超リッチなプレイボーイ、セサルは同じ女性とは二度寝ないというとんでもないヤツなの。でもしつこい女性ヌーリアにつきまとわれて揚げ句の果てには無理心中させられてしまう。で、奇跡的に彼だけ助かったけど顔がグチャグチャになってしまうのよ。新しい人生を始めようとするセサルの前に死んだはずのヌーリアが現れたことから悪夢と現実の境目があいまいになっていく。というより悪夢が現実を侵食して行き、観客もラストまでなにがなんだか分からなく主人公と一緒に不安な気持ちになっていくのですよ。夢は覚めるまで夢とは分からないってことは、それが怖い夢の時は最悪になるわけで、ひょっとしたら今、この現実ってのは夢の中かも知れないんですよね、と考えるとまことに恐ろしいという、堂々めぐりのメビウスの輪状態の思考に陥ってしまうわけであります。
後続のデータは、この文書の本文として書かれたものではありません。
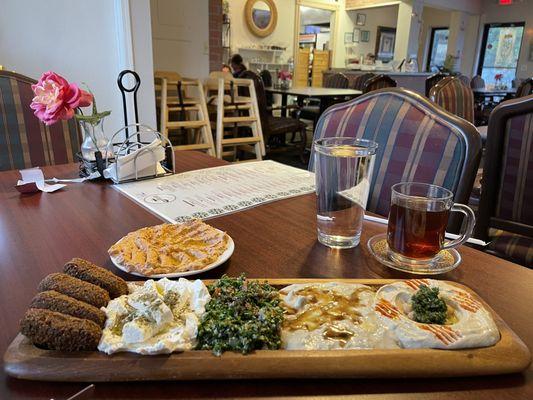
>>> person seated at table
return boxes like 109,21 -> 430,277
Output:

そしてラストはあまりにも衝撃的、と同時に哀しいのよ。でもSFに慣れていない人には分かりにくかったらしく、彼女の質問攻めにあっている男が何組もいたのはおかしかったです。




ウォーターボーイ(98年米)

監:フランク・コラチ
脚・出:アダム・サンドラー
脚:ティム・ハーリヒ
出:キャシー・ベイツ

アダム・サンドラーといえば「ウェディング・シンガー」の二枚目半の彼しか知らなかったけれど、この「ウォーターボーイ」はオバカそのもの。本来はこれが彼の芸風らしいけど、その落差にちょっとびっくり。31歳の完ぺきマザコンでおまけにオツムもちょっと頼りない彼はフットボールチームの万年給水係なのね。でもひょんなことからフットボールの才能が認められて万年最下位のチームを連勝につぐ連勝に導き、恋まで手にしてしまうという熱血おバカ爆笑破廉恥コメディーなのです。彼の母親がなんとキャシー・ベイツで息子のことを心配するあまりに周りがなんにも見えなくなってしまっている様子をド迫力で演じていて笑わせてくれます。31歳にしてファーストキス、そして初めておっぱいを見てうろたえるところなんて爆笑しながらも、まるで自分を見ているようで恥ずかしくなったりして(?)。